2017 has so far proven to be the deadliest year in a long time for motorcycle crashes.

Out of the 14 traffic-related deaths this year in Boise, eight of those were motorcycle fatalities.

That’s a significant increase from years past.

In 2016 there were zero, four in 2015, two in both 2014 and 2013, and just one back in 2012.

Sgt. Tom Fleming with Boise Police Department’s Motorcycle Unit says the reason for the uptick is unclear, but says in most of those accidents the rider was at fault.

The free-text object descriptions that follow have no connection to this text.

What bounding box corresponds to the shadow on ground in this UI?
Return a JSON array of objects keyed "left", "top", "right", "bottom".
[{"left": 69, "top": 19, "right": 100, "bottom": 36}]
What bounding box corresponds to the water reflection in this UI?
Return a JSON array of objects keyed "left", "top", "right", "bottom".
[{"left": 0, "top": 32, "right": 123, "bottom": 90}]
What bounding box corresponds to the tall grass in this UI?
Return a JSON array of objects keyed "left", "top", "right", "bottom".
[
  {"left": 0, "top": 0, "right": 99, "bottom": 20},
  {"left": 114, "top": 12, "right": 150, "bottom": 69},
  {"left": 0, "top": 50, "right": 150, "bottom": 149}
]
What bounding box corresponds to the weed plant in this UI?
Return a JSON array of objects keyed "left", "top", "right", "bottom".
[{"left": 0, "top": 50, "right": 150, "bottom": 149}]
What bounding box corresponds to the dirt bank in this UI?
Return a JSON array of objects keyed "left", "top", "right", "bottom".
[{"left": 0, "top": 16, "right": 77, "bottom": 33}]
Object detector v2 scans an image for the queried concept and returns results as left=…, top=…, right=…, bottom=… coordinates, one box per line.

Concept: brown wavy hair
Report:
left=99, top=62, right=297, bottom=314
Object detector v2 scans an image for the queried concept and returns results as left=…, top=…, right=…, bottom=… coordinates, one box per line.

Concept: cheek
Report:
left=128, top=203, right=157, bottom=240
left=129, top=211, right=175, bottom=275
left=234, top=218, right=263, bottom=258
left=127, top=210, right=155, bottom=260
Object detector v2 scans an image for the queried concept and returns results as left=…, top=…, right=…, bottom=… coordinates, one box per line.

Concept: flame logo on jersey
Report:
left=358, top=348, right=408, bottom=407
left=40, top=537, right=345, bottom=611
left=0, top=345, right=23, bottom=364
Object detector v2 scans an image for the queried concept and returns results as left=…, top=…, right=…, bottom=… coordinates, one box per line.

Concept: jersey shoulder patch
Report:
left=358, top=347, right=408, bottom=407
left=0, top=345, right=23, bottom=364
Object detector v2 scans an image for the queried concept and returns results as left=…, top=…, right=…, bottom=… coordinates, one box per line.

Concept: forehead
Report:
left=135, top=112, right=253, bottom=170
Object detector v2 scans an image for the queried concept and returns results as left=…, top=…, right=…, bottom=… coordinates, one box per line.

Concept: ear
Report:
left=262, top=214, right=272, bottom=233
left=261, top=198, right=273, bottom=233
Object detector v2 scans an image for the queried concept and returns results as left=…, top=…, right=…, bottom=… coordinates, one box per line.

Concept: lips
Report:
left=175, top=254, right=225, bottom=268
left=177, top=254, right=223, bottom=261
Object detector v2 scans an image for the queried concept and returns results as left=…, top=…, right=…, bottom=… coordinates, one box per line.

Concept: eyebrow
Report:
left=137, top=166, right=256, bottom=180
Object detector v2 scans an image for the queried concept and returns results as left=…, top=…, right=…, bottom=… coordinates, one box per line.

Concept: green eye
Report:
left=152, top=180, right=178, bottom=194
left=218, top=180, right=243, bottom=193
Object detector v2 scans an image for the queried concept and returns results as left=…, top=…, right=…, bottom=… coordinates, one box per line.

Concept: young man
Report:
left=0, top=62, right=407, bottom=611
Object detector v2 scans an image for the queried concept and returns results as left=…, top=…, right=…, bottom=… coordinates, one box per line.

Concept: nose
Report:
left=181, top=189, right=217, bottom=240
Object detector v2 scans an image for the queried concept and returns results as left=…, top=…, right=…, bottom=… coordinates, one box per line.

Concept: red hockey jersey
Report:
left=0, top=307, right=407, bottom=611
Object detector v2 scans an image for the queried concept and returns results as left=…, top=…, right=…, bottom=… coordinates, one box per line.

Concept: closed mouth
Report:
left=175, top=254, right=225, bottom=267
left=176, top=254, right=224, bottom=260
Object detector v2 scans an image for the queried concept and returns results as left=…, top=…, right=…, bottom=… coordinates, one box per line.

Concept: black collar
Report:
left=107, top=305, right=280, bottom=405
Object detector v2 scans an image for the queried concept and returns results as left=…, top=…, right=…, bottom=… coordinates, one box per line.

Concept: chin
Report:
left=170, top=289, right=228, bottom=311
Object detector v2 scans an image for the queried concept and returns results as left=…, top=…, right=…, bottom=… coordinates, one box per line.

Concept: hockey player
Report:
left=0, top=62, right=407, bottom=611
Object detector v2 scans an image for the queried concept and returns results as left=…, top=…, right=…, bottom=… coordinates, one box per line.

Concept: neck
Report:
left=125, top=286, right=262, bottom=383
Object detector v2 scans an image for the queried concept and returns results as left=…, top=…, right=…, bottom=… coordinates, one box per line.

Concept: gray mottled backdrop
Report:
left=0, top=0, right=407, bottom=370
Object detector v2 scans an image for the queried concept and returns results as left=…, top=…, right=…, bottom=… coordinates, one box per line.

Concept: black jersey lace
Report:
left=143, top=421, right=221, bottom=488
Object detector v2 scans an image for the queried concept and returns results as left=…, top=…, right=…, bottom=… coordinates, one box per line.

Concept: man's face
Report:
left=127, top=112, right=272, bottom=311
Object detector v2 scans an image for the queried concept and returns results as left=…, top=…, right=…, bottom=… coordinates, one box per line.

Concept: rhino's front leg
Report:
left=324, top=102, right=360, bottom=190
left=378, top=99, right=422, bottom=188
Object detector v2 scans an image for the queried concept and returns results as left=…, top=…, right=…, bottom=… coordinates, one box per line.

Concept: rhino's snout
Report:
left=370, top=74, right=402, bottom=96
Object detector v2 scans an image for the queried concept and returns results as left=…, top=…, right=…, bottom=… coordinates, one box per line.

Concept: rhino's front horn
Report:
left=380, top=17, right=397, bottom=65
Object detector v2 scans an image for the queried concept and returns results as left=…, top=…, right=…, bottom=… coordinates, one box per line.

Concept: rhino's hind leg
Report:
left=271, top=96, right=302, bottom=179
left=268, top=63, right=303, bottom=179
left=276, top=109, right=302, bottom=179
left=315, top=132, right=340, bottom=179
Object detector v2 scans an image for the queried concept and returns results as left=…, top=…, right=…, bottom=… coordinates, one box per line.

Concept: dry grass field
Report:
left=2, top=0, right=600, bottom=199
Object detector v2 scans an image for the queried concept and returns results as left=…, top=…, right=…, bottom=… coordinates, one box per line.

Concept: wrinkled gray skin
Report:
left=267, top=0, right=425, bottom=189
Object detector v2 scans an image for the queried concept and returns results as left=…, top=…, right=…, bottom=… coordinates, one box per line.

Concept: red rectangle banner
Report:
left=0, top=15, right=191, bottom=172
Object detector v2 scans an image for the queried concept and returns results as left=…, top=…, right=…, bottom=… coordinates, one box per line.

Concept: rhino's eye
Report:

“For the most part, we can contribute it to a few things,” says Fleming. “Usually it’s the rider themselves not following the rules of the road like speeding, running red lights or stop signs, and then quite honestly we hear it all the time, but not wearing a helmet.”

And of the eight fatal Boise motorcycle crashes this year, six were during Idaho's 100 Deadliest Days.

“People are out riding earlier and later, we do unfortunately have alcohol involved with riders and drivers of other vehicles, so it does make it a little deadlier in terms of the number of people that are out at that time traveling,” explains Fleming.

Deadly motorcycle accidents statewide haven't increased as dramatically.

There have been 25 motorcycle fatalities to date in 2017 and 23 last year.

To cut down on those statistics, Fleming says riders to need to better follow the rules of the road, such as going the speed limit, obeying traffic laws, and wearing a helmet, even though it’s not required.

He also recommends taking a class.

“I think above that they should really be interested in taking safety classes to become better riders like getting into the STAR program, not just getting the license but making them a better rider,” says Fleming.